Theory Computations

theory Computations
  imports Setup
    "HOL-Library.Code_Target_Int"
begin

section ‹Computations \label{sec:computations}›

subsection ‹Prelude -- The ‹code› antiquotation \label{sec:code_antiq}›

text ‹
  The @{ML_antiquotation_def code} antiquotation allows to include constants
  from
  generated code directly into ML system code, as in the following toy
  example:
›

datatype %quote form = T | F | And form form | Or form form (*<*)

(*>*) ML %quote ‹
  fun eval_form @{code T} = true
    | eval_form @{code F} = false
    | eval_form (@{code And} (p, q)) =
        eval_form p andalso eval_form q
    | eval_form (@{code Or} (p, q)) =
        eval_form p orelse eval_form q;
›

text ‹
  \noindent The antiquotation @{ML_antiquotation code} takes
  the name of a constant as argument;
  the required code is generated
  transparently and the corresponding constant names are inserted
  for the given antiquotations.  This technique allows to use pattern
  matching on constructors stemming from compiled datatypes.
  Note that the @{ML_antiquotation code}
  antiquotation may not refer to constants which carry adaptations;
  here you have to refer to the corresponding adapted code directly.
›

  
subsection ‹The concept of computations›

text ‹
  Computations embody the simple idea that for each
  monomorphic Isabelle/HOL term of type ‹τ› by virtue of
  code generation there exists an corresponding ML type ‹T› and
  a morphism ‹Φ :: τ → T› satisfying
  ‹Φ (t⇩1 ⋅ t⇩2) = Φ t⇩1 ⋅ Φ t⇩2›, with ‹⋅› denoting
  term application.

  For a given Isabelle/HOL type ‹τ›, parts of ‹Φ› can be
  implemented by a corresponding ML function ‹φ⇩τ :: term → T›.
  How?

    ➧ ‹Let input be a constant C :: τ.› \\
      Then ‹φ⇩τ C = f⇩C› with ‹f⇩C› being
      the image of ‹C› under code generation.

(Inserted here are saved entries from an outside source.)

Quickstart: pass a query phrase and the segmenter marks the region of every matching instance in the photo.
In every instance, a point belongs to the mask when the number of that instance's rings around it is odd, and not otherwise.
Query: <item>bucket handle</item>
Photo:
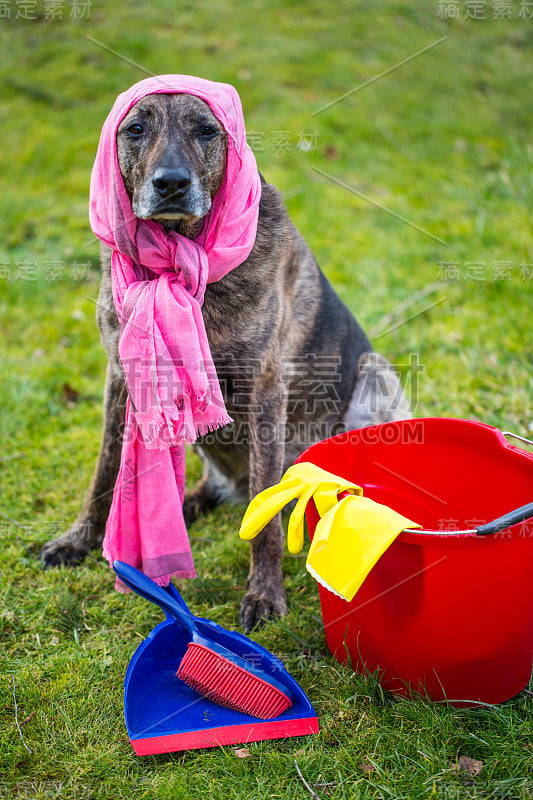
[[[513,439],[520,439],[521,442],[525,442],[526,444],[530,444],[533,446],[533,442],[531,439],[526,439],[525,436],[519,436],[517,433],[513,433],[512,431],[502,431],[503,436],[511,436]]]
[[[533,446],[533,441],[531,441],[531,439],[526,439],[525,436],[519,436],[518,433],[513,433],[512,431],[502,431],[502,435],[511,436],[513,439],[520,439],[521,442],[525,442],[526,444]],[[526,519],[530,519],[531,517],[533,517],[533,503],[526,503],[525,506],[520,506],[520,508],[515,508],[512,511],[508,511],[507,514],[503,514],[501,517],[493,519],[491,522],[478,525],[477,528],[468,528],[461,531],[429,531],[422,530],[421,528],[404,528],[403,533],[423,533],[431,534],[433,536],[461,536],[467,533],[475,533],[478,536],[489,536],[492,533],[503,531],[505,528],[510,528],[512,525],[516,525],[518,522],[524,522]]]
[[[518,433],[513,433],[512,431],[502,431],[502,435],[511,436],[513,439],[519,439],[521,442],[533,445],[531,439],[526,439],[525,436],[519,436]],[[485,525],[479,525],[476,528],[476,533],[478,533],[479,536],[487,536],[491,533],[498,533],[498,531],[503,531],[505,528],[510,528],[511,525],[516,525],[517,522],[524,522],[524,520],[529,519],[532,516],[533,503],[526,503],[525,506],[515,508],[513,511],[509,511],[508,514],[504,514],[492,522],[487,522]]]
[[[403,533],[418,533],[418,534],[431,534],[433,536],[461,536],[467,533],[475,533],[478,536],[489,536],[491,533],[498,533],[505,528],[510,528],[511,525],[516,525],[518,522],[524,522],[526,519],[533,517],[533,503],[526,503],[525,506],[514,508],[503,514],[491,522],[485,522],[483,525],[478,525],[477,528],[468,528],[460,531],[428,531],[421,528],[404,528]]]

    ➧ ‹Let input be an application (t⇩1 ⋅ t⇩2) :: τ.› \\
      Then ‹φ⇩τ (t⇩1 ⋅ t⇩2) = φ⇩τ t⇩1 (φ⇩τ t⇩2)›.

  \noindent Using these trivial properties, each monomorphic constant
  ‹C : \<^vec>τ⇩n → τ› yields the following
  equations:
›

text %quote ‹
  ‹φ⇘(τ⇩1 → τ⇩2 → … → τ⇩n → τ)⇙ C = f⇩C› \\
  ‹φ⇘(τ⇩2 → … → τ⇩n → τ)⇙ (C ⋅ t⇩1) = f⇩C (φ⇘τ⇩1⇙ t⇩1)› \\
  ‹…› \\
  ‹φ⇘τ⇙ (C ⋅ t⇩1 ⋅ … ⋅ t⇩n) = f⇩C (φ⇘τ⇩1⇙ t⇩1) … (φ⇘τ⇩n⇙ t⇩n)›
›
  
text ‹
  \noindent Hence a computation is characterized as follows:

    ▪ Let ‹input constants› denote a set of monomorphic constants.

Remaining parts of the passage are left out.